Foto: (cc) Flickr/Vic. Esquina: Ellen G. White.
“Para que se cumpliese lo dicho por el profeta Isaías, cuando dijo: El mismo tomó nuestras enfermedades, y llevó nuestras dolencias”. Mateo 8:17.
Nuestro Señor Jesucristo vino a este mundo para ministrar incansablemente a la necesidad del hombre. “Tomó nuestras enfermedades, y llevó nuestras dolencias”, a fin de poder ministrar a toda necesidad de la humanidad. Vino para quitar la carga de enfermedad, miseria y pecado. Era su misión traer completa restauración a los hombres; vino para darles salud, paz y perfección de carácter.
Diversas eran las circunstancias y necesidades de aquellos que solicitaban su ayuda, y ninguno de los que acudían a Él se iba sin haber recibido ayuda. De Él fluía un raudal de poder sanador, y los hombres eran sanados en cuerpo, mente y alma.
La obra del Salvador no se limitaba a lugar o tiempo alguno. Su compasión no conocía límites. Verificaba su obra de curación y enseñanza en tan grande escala que no había en toda Palestina edificio bastante amplio para contener las multitudes que acudían a Él. En las verdes laderas de las colinas de Galilea, en los caminos, a orillas del mar, en las sinagogas, y en todo lugar donde se le podía llevar enfermos, encontraba su hospital. En toda ciudad, todo pueblo, toda aldea donde pasara, imponía las manos a los afligidos, y los sanaba. Dondequiera que hubiese corazones listos para recibir su mensaje, Él los consolaba con la seguridad del amor de su Padre celestial. Durante todo el día servía a los que acudían a Él; y por la noche atendía a los que durante el día debían trabajar para ganar una pitanza con que sostener a sus familias.
Jesús llevaba el peso aterrador de la responsabilidad por la salvación de los hombres. Él sabía que a menos que hubiese un cambio radical en los principios y propósitos de la especie humana, todo se perdería.

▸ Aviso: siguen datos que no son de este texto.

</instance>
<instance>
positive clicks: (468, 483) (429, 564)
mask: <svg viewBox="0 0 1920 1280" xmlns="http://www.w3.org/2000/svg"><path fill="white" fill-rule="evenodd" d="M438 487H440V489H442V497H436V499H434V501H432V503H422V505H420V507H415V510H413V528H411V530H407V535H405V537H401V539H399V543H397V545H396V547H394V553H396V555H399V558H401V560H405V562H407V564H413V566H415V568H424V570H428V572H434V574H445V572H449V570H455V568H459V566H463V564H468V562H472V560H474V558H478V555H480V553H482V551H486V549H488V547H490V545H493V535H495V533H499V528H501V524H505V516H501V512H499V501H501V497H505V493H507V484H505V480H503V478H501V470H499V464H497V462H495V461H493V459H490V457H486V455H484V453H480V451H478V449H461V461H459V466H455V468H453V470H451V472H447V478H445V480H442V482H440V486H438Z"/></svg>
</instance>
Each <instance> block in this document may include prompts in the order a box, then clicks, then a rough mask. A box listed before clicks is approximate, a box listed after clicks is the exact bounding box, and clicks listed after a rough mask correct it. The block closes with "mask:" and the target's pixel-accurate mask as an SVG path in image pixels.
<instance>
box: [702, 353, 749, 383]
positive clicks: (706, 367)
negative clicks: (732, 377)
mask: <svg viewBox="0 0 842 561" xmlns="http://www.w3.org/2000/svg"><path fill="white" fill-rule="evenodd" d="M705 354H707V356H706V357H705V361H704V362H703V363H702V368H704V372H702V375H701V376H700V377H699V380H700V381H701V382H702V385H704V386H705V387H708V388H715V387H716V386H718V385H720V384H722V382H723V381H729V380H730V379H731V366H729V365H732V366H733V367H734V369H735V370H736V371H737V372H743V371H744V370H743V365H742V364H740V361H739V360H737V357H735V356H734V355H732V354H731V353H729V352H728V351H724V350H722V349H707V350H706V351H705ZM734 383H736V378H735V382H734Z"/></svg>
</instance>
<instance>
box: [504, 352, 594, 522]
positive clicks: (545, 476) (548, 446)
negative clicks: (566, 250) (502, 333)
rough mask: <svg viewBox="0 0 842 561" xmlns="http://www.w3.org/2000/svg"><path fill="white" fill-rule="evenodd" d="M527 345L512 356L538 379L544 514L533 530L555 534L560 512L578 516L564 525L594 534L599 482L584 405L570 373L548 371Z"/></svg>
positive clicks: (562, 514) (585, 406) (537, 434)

Tal era la carga de su alma, y nadie podía apreciar el peso que descansaba sobre Él. En la niñez, en la juventud y en la edad viril, anduvo solo…
Día tras día hacía frente a pruebas y tentaciones; día tras día se hallaba en contacto con el mal, y presenciaba su poder sobre aquellos a quienes Él trataba de bendecir y salvar. Sin embargo, no desmayaba ni se desalentaba…
Siempre se mostró paciente y gozoso, y los afligidos lo saludaban como un mensajero de vida y paz. Veía las necesidades de hombres y mujeres, de niños y jóvenes, y a todos daba la invitación: “Venid a mí”…
Mientras pasaba por los pueblos y las ciudades, era como una corriente vital que difundía vida y gozo.—Obreros Evangélicos, 41-43.